Member of the Eastern Cape Provincial Legislature
- Incumbent
- Assumed office 21 May 2014

Personal details
- Citizenship: South Africa
- Party: African National Congress
- Other political affiliations: Congress of South African Trade Unions; South African Communist Party;

= Mpumelelo Saziwa =

South African politician

Mpumelelo Saziwa is a South African politician and trade unionist who has represented the African National Congress (ANC) in the Eastern Cape Provincial Legislature since 2014. He also serves as the Deputy Provincial Chairperson of the South African Communist Party (SACP) in the Eastern Cape and he was formerly the Provincial Chairperson of the Congress of South African Trade Unions (Cosatu).

== Political career ==
Saziwa was formerly the Deputy Provincial Chairperson and then the Provincial Chairperson of Cosatu in the Eastern Cape; he represented the South African Democratic Teachers' Union in the congress.

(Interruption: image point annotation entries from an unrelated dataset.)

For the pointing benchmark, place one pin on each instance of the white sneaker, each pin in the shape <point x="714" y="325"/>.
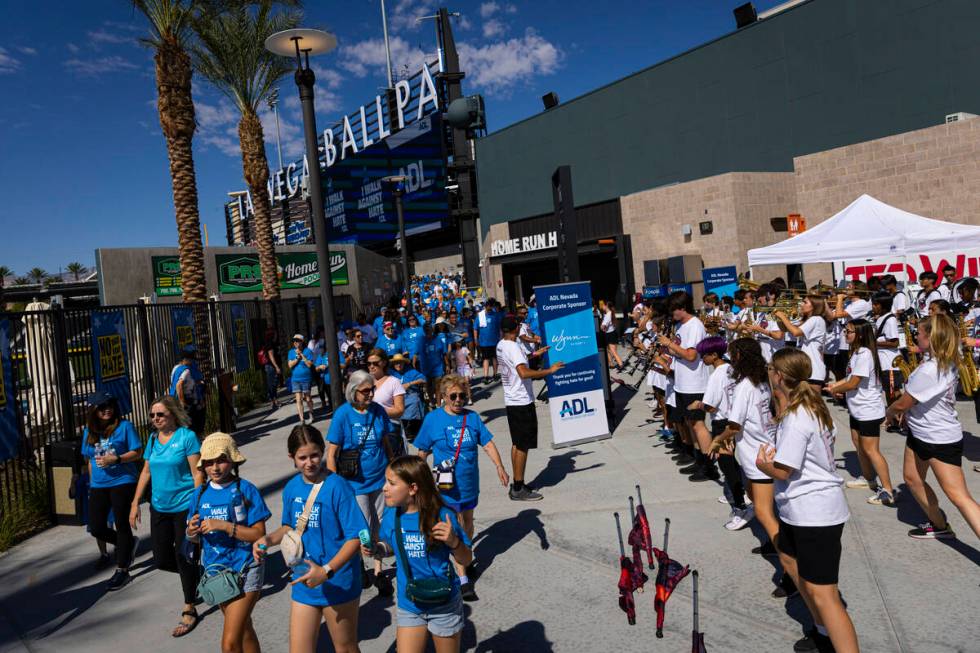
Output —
<point x="740" y="518"/>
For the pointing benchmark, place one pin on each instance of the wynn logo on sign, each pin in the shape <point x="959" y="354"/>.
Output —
<point x="575" y="408"/>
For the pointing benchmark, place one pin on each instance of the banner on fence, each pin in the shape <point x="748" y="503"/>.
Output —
<point x="183" y="317"/>
<point x="166" y="275"/>
<point x="109" y="357"/>
<point x="8" y="397"/>
<point x="242" y="273"/>
<point x="575" y="399"/>
<point x="239" y="337"/>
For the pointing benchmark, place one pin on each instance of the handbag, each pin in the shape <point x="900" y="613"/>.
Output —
<point x="292" y="542"/>
<point x="349" y="460"/>
<point x="444" y="474"/>
<point x="432" y="590"/>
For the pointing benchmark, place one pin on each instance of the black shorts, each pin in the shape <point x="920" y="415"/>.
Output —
<point x="683" y="401"/>
<point x="816" y="550"/>
<point x="523" y="424"/>
<point x="867" y="429"/>
<point x="951" y="454"/>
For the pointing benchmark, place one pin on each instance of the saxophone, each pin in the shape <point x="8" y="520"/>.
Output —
<point x="969" y="380"/>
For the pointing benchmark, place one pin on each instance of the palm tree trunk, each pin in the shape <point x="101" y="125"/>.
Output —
<point x="255" y="167"/>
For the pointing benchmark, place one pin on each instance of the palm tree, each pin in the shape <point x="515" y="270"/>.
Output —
<point x="76" y="269"/>
<point x="169" y="36"/>
<point x="229" y="53"/>
<point x="37" y="275"/>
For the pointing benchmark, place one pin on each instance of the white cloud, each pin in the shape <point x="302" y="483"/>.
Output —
<point x="8" y="64"/>
<point x="494" y="68"/>
<point x="99" y="65"/>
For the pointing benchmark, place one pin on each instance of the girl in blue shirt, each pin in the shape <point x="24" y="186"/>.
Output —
<point x="429" y="533"/>
<point x="440" y="436"/>
<point x="111" y="446"/>
<point x="172" y="453"/>
<point x="226" y="516"/>
<point x="330" y="589"/>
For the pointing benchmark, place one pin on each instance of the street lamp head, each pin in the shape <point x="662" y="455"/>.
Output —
<point x="291" y="42"/>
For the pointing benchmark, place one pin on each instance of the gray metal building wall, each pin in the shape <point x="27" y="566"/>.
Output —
<point x="821" y="75"/>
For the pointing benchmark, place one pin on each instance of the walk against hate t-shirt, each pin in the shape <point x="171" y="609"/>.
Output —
<point x="750" y="410"/>
<point x="349" y="429"/>
<point x="517" y="391"/>
<point x="933" y="419"/>
<point x="426" y="560"/>
<point x="865" y="402"/>
<point x="238" y="502"/>
<point x="334" y="520"/>
<point x="813" y="493"/>
<point x="440" y="435"/>
<point x="173" y="483"/>
<point x="690" y="377"/>
<point x="123" y="439"/>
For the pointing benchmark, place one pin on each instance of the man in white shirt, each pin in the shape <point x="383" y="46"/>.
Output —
<point x="516" y="376"/>
<point x="690" y="381"/>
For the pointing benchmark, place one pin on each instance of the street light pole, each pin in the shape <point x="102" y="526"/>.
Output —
<point x="398" y="190"/>
<point x="304" y="42"/>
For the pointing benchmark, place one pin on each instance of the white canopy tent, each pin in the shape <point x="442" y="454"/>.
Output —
<point x="868" y="228"/>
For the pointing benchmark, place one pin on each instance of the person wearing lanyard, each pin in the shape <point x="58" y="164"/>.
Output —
<point x="111" y="446"/>
<point x="454" y="436"/>
<point x="928" y="408"/>
<point x="808" y="493"/>
<point x="172" y="452"/>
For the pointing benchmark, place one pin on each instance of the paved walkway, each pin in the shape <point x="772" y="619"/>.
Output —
<point x="551" y="567"/>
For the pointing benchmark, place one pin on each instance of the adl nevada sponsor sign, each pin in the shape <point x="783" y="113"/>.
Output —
<point x="575" y="396"/>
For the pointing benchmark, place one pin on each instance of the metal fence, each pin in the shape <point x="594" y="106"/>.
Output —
<point x="57" y="358"/>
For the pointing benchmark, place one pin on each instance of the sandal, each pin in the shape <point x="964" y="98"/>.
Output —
<point x="187" y="627"/>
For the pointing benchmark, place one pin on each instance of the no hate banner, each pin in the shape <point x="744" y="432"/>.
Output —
<point x="578" y="412"/>
<point x="109" y="357"/>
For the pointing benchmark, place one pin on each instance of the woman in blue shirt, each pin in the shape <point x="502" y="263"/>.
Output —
<point x="443" y="436"/>
<point x="226" y="515"/>
<point x="111" y="446"/>
<point x="329" y="589"/>
<point x="172" y="453"/>
<point x="360" y="425"/>
<point x="429" y="534"/>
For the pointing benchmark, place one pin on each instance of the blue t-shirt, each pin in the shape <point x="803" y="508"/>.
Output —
<point x="334" y="520"/>
<point x="390" y="346"/>
<point x="440" y="435"/>
<point x="426" y="561"/>
<point x="412" y="340"/>
<point x="490" y="334"/>
<point x="413" y="395"/>
<point x="431" y="357"/>
<point x="122" y="439"/>
<point x="170" y="473"/>
<point x="324" y="360"/>
<point x="349" y="428"/>
<point x="302" y="372"/>
<point x="238" y="502"/>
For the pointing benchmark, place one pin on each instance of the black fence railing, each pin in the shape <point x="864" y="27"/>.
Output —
<point x="58" y="357"/>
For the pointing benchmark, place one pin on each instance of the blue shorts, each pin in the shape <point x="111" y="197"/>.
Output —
<point x="442" y="620"/>
<point x="460" y="507"/>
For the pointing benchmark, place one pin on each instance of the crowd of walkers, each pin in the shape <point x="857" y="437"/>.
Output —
<point x="766" y="365"/>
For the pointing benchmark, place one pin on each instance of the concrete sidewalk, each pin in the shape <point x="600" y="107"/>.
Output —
<point x="550" y="567"/>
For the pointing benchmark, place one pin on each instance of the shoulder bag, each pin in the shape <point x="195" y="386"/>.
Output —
<point x="432" y="590"/>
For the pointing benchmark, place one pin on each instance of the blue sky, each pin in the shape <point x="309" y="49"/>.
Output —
<point x="83" y="163"/>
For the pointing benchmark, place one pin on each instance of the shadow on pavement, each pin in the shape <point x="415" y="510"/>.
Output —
<point x="559" y="467"/>
<point x="502" y="535"/>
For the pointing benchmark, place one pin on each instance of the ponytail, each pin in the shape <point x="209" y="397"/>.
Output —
<point x="795" y="368"/>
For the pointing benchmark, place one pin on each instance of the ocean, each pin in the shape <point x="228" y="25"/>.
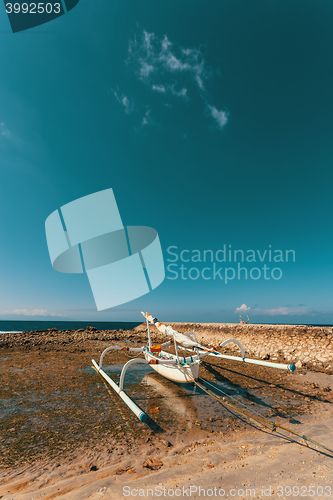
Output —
<point x="23" y="326"/>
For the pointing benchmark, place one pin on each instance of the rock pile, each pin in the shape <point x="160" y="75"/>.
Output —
<point x="306" y="346"/>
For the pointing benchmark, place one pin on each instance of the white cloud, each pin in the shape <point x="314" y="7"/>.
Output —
<point x="31" y="312"/>
<point x="124" y="101"/>
<point x="243" y="308"/>
<point x="147" y="119"/>
<point x="158" y="56"/>
<point x="159" y="88"/>
<point x="284" y="311"/>
<point x="164" y="66"/>
<point x="220" y="117"/>
<point x="4" y="132"/>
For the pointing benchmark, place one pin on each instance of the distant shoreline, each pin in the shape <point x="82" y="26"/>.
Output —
<point x="19" y="326"/>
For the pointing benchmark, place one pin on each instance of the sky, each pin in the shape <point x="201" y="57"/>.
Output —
<point x="211" y="123"/>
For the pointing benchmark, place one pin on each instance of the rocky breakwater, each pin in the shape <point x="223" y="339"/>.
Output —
<point x="306" y="346"/>
<point x="74" y="340"/>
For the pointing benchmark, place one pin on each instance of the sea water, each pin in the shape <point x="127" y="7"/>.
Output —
<point x="22" y="326"/>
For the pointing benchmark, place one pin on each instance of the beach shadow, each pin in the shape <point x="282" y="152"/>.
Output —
<point x="265" y="383"/>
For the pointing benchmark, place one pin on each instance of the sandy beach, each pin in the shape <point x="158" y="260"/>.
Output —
<point x="65" y="435"/>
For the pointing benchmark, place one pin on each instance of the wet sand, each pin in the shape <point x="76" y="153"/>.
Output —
<point x="64" y="434"/>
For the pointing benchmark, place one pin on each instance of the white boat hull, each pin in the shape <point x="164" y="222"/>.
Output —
<point x="183" y="374"/>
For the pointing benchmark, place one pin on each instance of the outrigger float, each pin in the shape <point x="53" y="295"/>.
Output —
<point x="173" y="366"/>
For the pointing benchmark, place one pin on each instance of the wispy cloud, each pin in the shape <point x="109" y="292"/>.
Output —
<point x="171" y="71"/>
<point x="147" y="119"/>
<point x="31" y="312"/>
<point x="243" y="308"/>
<point x="284" y="311"/>
<point x="220" y="117"/>
<point x="157" y="56"/>
<point x="4" y="132"/>
<point x="124" y="101"/>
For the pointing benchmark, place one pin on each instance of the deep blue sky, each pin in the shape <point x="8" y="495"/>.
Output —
<point x="211" y="122"/>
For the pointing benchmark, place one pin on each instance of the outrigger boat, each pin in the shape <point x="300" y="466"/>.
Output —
<point x="173" y="366"/>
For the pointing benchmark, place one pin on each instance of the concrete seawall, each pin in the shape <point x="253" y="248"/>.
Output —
<point x="306" y="346"/>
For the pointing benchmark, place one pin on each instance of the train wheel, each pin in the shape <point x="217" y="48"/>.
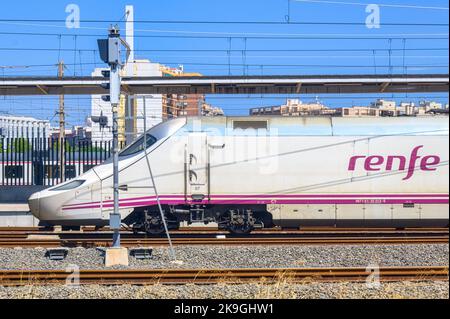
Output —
<point x="241" y="222"/>
<point x="240" y="229"/>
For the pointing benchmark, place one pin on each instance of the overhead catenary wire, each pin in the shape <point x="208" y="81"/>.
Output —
<point x="242" y="22"/>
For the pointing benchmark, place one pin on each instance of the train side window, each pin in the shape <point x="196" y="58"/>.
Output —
<point x="14" y="171"/>
<point x="138" y="146"/>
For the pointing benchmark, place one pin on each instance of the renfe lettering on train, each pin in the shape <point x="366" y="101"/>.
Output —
<point x="396" y="162"/>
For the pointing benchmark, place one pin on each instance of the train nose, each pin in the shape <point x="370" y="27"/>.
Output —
<point x="33" y="203"/>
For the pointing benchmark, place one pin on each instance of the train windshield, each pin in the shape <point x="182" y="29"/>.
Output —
<point x="138" y="146"/>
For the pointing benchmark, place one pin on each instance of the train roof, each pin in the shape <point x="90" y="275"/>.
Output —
<point x="320" y="126"/>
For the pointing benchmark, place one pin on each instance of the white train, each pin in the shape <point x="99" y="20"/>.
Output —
<point x="250" y="172"/>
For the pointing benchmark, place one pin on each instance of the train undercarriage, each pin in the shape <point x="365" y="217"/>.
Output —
<point x="236" y="220"/>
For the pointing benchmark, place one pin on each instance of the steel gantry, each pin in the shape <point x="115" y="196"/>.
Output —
<point x="302" y="84"/>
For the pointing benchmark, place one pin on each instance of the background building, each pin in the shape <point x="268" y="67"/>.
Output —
<point x="294" y="107"/>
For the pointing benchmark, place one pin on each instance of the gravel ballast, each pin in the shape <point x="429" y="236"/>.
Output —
<point x="242" y="257"/>
<point x="397" y="290"/>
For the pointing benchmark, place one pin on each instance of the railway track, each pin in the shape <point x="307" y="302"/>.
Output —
<point x="212" y="276"/>
<point x="51" y="242"/>
<point x="37" y="237"/>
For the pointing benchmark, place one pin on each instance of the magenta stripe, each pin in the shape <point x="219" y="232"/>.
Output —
<point x="330" y="195"/>
<point x="283" y="201"/>
<point x="270" y="196"/>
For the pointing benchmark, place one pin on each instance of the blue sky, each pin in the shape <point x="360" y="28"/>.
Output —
<point x="365" y="56"/>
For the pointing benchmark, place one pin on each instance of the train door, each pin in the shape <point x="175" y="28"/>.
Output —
<point x="197" y="167"/>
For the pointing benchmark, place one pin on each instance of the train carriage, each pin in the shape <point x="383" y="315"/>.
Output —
<point x="252" y="172"/>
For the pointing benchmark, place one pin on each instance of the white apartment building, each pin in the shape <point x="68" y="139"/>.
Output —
<point x="23" y="127"/>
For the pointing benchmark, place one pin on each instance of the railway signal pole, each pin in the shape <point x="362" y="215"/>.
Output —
<point x="110" y="50"/>
<point x="62" y="128"/>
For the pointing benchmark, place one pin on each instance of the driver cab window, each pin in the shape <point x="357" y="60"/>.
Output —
<point x="138" y="146"/>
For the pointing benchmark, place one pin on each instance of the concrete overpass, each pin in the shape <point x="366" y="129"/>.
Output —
<point x="302" y="84"/>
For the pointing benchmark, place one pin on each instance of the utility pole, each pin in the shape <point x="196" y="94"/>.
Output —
<point x="62" y="128"/>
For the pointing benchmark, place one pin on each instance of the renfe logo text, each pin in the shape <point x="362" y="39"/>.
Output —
<point x="396" y="162"/>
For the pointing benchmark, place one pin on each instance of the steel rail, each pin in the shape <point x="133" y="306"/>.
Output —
<point x="212" y="276"/>
<point x="230" y="241"/>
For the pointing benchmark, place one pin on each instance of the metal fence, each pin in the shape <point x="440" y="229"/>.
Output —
<point x="37" y="161"/>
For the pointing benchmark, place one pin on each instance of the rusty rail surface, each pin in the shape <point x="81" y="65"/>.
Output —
<point x="55" y="241"/>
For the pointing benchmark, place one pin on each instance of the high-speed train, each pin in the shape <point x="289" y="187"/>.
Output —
<point x="251" y="172"/>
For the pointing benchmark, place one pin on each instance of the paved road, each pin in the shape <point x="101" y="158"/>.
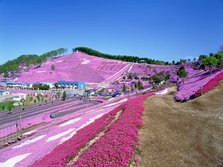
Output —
<point x="34" y="110"/>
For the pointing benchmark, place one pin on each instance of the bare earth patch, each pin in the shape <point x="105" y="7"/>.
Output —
<point x="183" y="134"/>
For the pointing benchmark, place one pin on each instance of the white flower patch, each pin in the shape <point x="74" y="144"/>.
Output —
<point x="59" y="135"/>
<point x="162" y="92"/>
<point x="29" y="141"/>
<point x="29" y="132"/>
<point x="70" y="122"/>
<point x="85" y="61"/>
<point x="40" y="71"/>
<point x="12" y="161"/>
<point x="112" y="104"/>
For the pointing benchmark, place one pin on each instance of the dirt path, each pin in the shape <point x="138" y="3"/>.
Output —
<point x="183" y="134"/>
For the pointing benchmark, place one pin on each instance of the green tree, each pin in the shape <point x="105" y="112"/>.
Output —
<point x="10" y="106"/>
<point x="130" y="76"/>
<point x="23" y="101"/>
<point x="123" y="88"/>
<point x="181" y="72"/>
<point x="52" y="67"/>
<point x="210" y="62"/>
<point x="156" y="78"/>
<point x="201" y="57"/>
<point x="58" y="94"/>
<point x="136" y="85"/>
<point x="6" y="75"/>
<point x="64" y="96"/>
<point x="132" y="88"/>
<point x="140" y="86"/>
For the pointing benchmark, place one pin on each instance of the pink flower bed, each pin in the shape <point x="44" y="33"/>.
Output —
<point x="61" y="155"/>
<point x="115" y="148"/>
<point x="189" y="87"/>
<point x="74" y="67"/>
<point x="211" y="84"/>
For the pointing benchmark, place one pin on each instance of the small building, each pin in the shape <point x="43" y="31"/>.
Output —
<point x="18" y="96"/>
<point x="4" y="93"/>
<point x="72" y="85"/>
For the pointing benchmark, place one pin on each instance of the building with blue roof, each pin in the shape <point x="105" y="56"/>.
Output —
<point x="73" y="85"/>
<point x="3" y="92"/>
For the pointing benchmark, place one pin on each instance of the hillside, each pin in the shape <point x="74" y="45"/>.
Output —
<point x="183" y="134"/>
<point x="74" y="67"/>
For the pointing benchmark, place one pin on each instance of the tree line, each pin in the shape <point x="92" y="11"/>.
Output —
<point x="92" y="52"/>
<point x="13" y="65"/>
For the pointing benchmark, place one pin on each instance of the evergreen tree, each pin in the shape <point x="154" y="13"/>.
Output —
<point x="52" y="67"/>
<point x="182" y="72"/>
<point x="124" y="88"/>
<point x="64" y="96"/>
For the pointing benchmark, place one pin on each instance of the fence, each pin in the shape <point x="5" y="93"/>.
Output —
<point x="10" y="133"/>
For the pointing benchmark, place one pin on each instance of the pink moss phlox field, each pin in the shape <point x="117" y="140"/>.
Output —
<point x="61" y="155"/>
<point x="188" y="87"/>
<point x="117" y="146"/>
<point x="131" y="120"/>
<point x="211" y="84"/>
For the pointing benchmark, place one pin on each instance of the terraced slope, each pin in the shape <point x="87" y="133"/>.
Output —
<point x="75" y="67"/>
<point x="183" y="134"/>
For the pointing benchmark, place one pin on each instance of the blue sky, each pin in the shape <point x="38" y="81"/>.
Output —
<point x="159" y="29"/>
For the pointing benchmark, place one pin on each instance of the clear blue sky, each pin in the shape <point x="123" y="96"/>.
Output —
<point x="158" y="29"/>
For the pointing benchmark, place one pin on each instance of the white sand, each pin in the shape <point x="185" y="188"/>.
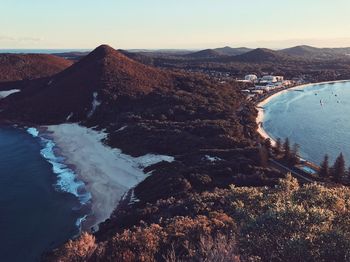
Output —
<point x="4" y="94"/>
<point x="260" y="106"/>
<point x="107" y="172"/>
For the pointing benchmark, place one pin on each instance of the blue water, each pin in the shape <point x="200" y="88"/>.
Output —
<point x="318" y="119"/>
<point x="36" y="213"/>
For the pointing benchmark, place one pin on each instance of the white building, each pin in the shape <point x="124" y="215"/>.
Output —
<point x="268" y="79"/>
<point x="251" y="78"/>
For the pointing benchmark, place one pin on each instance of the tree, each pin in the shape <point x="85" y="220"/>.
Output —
<point x="286" y="149"/>
<point x="324" y="170"/>
<point x="294" y="157"/>
<point x="278" y="146"/>
<point x="339" y="168"/>
<point x="267" y="145"/>
<point x="264" y="156"/>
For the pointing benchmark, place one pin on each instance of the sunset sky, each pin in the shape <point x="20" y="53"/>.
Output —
<point x="191" y="24"/>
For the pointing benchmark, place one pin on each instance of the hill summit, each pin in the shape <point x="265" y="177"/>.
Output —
<point x="102" y="76"/>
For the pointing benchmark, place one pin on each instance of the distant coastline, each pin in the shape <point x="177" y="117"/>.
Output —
<point x="260" y="105"/>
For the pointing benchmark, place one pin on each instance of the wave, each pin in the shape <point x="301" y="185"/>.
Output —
<point x="66" y="178"/>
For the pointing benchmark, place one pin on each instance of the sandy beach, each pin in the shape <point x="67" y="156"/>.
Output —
<point x="106" y="172"/>
<point x="260" y="106"/>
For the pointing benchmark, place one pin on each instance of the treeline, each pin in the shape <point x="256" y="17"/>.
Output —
<point x="337" y="172"/>
<point x="289" y="155"/>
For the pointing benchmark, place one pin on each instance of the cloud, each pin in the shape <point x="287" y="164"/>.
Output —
<point x="4" y="39"/>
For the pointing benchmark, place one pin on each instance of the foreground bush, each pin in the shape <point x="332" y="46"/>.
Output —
<point x="286" y="223"/>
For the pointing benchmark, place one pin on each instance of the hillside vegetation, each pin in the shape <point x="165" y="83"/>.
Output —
<point x="286" y="223"/>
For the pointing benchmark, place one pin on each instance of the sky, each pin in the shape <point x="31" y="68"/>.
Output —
<point x="173" y="24"/>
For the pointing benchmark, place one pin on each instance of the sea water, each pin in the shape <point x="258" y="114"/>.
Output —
<point x="41" y="201"/>
<point x="316" y="117"/>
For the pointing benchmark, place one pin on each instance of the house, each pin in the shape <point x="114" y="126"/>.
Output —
<point x="251" y="78"/>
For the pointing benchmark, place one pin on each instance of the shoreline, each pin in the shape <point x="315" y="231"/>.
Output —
<point x="260" y="106"/>
<point x="106" y="172"/>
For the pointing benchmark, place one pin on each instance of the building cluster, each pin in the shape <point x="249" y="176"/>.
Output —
<point x="265" y="84"/>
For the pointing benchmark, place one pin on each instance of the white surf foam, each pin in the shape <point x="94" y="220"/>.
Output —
<point x="66" y="178"/>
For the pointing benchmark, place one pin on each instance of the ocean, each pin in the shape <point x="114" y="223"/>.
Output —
<point x="316" y="117"/>
<point x="41" y="202"/>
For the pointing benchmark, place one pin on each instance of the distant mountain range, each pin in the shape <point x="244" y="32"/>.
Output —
<point x="30" y="66"/>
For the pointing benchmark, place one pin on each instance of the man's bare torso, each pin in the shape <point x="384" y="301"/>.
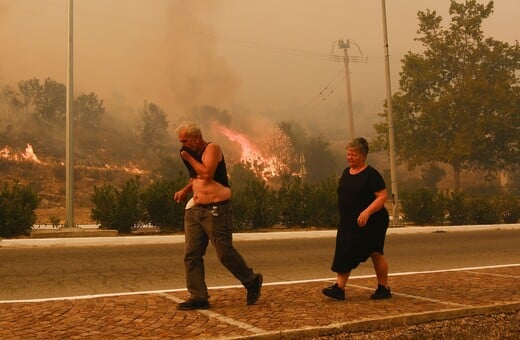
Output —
<point x="209" y="191"/>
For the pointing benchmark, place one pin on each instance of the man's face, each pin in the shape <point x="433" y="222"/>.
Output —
<point x="189" y="142"/>
<point x="355" y="157"/>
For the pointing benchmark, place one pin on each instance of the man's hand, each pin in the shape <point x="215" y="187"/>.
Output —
<point x="179" y="196"/>
<point x="363" y="218"/>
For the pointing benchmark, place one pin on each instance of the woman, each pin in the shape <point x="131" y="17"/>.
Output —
<point x="363" y="222"/>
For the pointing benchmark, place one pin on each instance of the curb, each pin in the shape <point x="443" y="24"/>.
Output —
<point x="377" y="324"/>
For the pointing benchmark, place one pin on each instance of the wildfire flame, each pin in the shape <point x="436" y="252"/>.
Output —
<point x="266" y="166"/>
<point x="27" y="155"/>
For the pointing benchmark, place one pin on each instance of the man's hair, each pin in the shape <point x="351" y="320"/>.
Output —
<point x="190" y="128"/>
<point x="359" y="143"/>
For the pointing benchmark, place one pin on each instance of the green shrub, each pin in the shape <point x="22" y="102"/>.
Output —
<point x="17" y="209"/>
<point x="456" y="207"/>
<point x="482" y="211"/>
<point x="509" y="207"/>
<point x="119" y="209"/>
<point x="322" y="208"/>
<point x="253" y="206"/>
<point x="161" y="210"/>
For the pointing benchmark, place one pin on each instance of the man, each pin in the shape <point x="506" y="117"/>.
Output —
<point x="207" y="218"/>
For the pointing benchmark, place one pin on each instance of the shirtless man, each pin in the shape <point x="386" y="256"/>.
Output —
<point x="207" y="218"/>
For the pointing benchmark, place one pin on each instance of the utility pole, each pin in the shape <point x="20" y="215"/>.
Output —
<point x="391" y="140"/>
<point x="350" y="114"/>
<point x="69" y="162"/>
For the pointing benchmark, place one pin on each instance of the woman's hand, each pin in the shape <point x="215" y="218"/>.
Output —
<point x="363" y="218"/>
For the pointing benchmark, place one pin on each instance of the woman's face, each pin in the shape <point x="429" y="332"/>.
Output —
<point x="355" y="158"/>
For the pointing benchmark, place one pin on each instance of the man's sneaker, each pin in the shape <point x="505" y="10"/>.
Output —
<point x="254" y="288"/>
<point x="334" y="292"/>
<point x="192" y="304"/>
<point x="381" y="293"/>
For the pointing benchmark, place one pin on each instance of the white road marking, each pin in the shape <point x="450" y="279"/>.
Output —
<point x="94" y="296"/>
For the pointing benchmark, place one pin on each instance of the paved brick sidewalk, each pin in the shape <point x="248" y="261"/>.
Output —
<point x="285" y="310"/>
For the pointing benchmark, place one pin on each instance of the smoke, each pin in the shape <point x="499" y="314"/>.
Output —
<point x="196" y="74"/>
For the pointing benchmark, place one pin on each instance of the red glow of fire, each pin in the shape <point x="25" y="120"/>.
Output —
<point x="265" y="166"/>
<point x="27" y="155"/>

In the 2014 general election, while he was still serving as Cosatu provincial chair, Saziwa was elected to an ANC seat in the Eastern Cape Provincial Legislature, ranked 40th on the ANC's provincial party list. He was re-elected to the provincial legislature in the 2019 general election, ranked 33rd. After the 2019 election, he was also elected to chair the legislature's Portfolio Committee on Education.

Saziwa is also the Deputy Provincial Chairperson of the SACP in the Eastern Cape, serving under Provincial Chairperson Mzoleli Mrara; he was re-elected unopposed to that position in June 2022.